Raine le dio un codazo en las costillas.
– ¿Estás evitando la cuestión?
– Ya lo creo.
– Entonces lo hizo -Raine la agarró del brazo y la condujo por el camino hasta llegar a una mesa de hierro pintada de blanco situada junto a una fuente-. ¿Y le dijiste que no? -le preguntó con una mirada picara.
– No exactamente -admitió Charlotte, dejando el bolso a un lado.
Raine abrió los ojos de par en par.
– ¿Le dijiste que sí?
– En realidad, no dije nada.
– Oh, Dios. Vosotros dos…
– ¡No! -Charlotte bajó la voz-. No. No lo hicimos.
– No entiendo.
– Nos besamos -Charlotte se recostó contra el respaldo de la silla-. Nos besamos, ¿de acuerdo?
– ¿Y entonces por qué está tan furioso contigo?
– Supongo que es porque la grúa ha destrozado el camino.
Raine empezó a juguetear con una pequeña hoja que el viento había depositado sobre la mesa.
– Pero Alec no se pone a gritar por un camino destrozado. ¿Y qué es eso de decirle a Jack que le golpee?
– Ahí me has pillado. ¿Alec le ha pegado a alguien que te haya gritado?
– Nadie me ha gritado nunca.
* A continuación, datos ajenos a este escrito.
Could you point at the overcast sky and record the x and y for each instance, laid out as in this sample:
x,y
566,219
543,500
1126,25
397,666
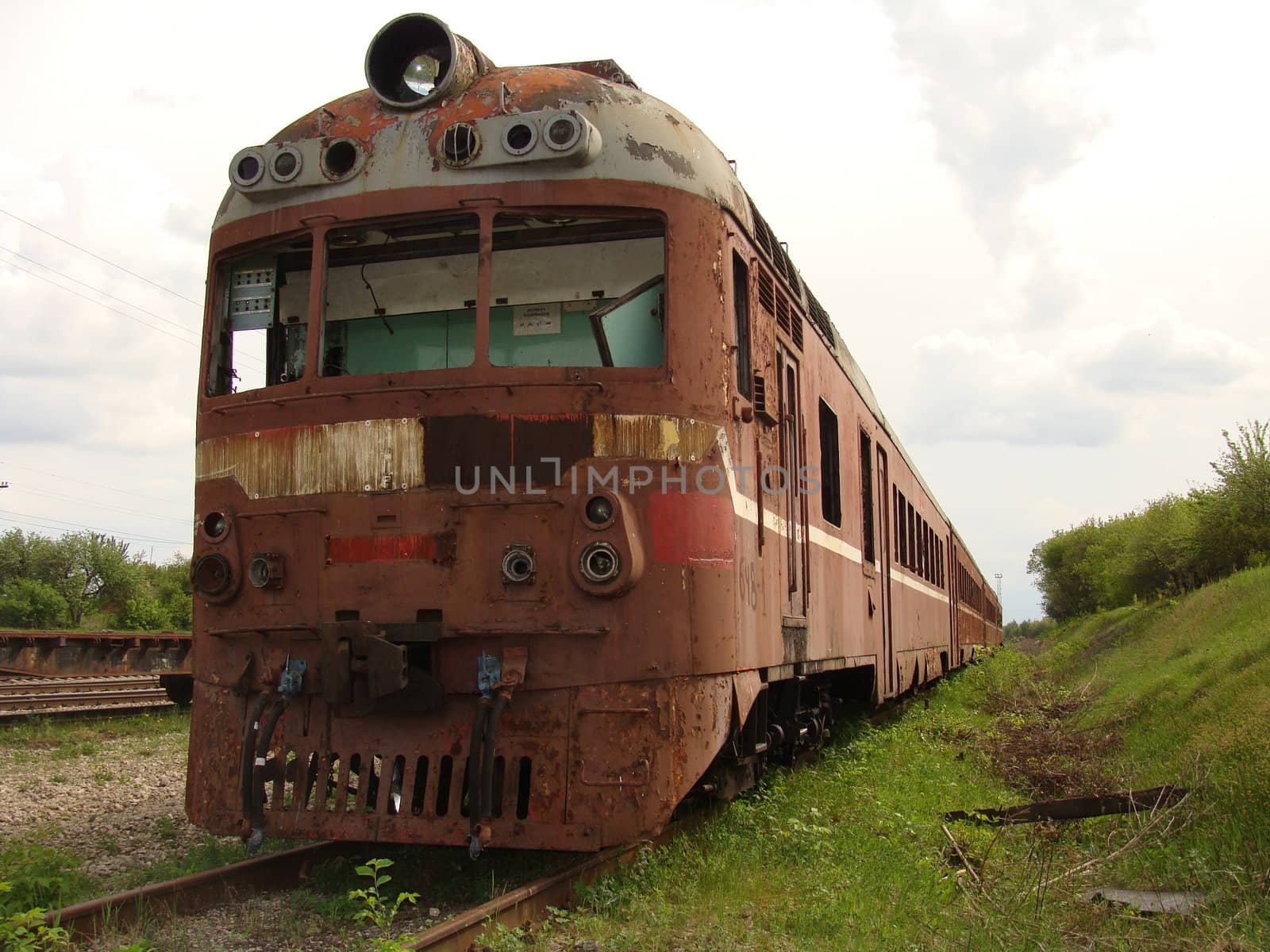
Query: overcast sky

Por lo menos, no delante de él -Raine hizo una pausa-. Y, en realidad, la gente no suele gritarme.
– Eso es porque eres dulce y amable -dijo Charlotte bromeando.
– Empiezo a pensar que es por el hermano que tengo.
Charlotte se echó a reír.
– ¿Tú crees que él los ahuyenta?
– A lo mejor. Pero volvamos al tema del beso. Cuéntamelo todo.
– No hay nada que contar -dijo Charlotte, mintiendo.
– ¿Dónde estabais? ¿Cómo pasó?
– Estábamos en uno de los balcones de las casas en alquiler.
– ¿Y te besó así sin más?
– Pensó que estaba llorando.
Raine frunció el ceño.
– Eso no suena bien.
– En realidad, me estaba riendo -dijo Charlotte, intentando alejar el recuerdo de su mente.
– Pero Alec no da besos por compasión.
– Y tú lo sabes todo sobre sus besos, ¿no?
– He oído alguna cosa que otra.
– Bueno, ahora no vas a oír nada más al respecto -Charlotte suspiró y se puso en pie-. Mejor será que regrese y vaya a ver qué está pasando. Alec tiene razón. Le dije que me ocuparía de todo -agarró el bolso-. Creo que se nos ha acabado la fiesta.
– De eso nada -Raine sacudió la cabeza con malicia-. Definitivamente, voy a hablar con él.
– Oh, no, no lo harás -dijo Charlotte.
– No tienes por qué vigilar cada paso que den -dijo Raine-. Y no voy a dejar que te tenga prisionera en esta casa durante semanas.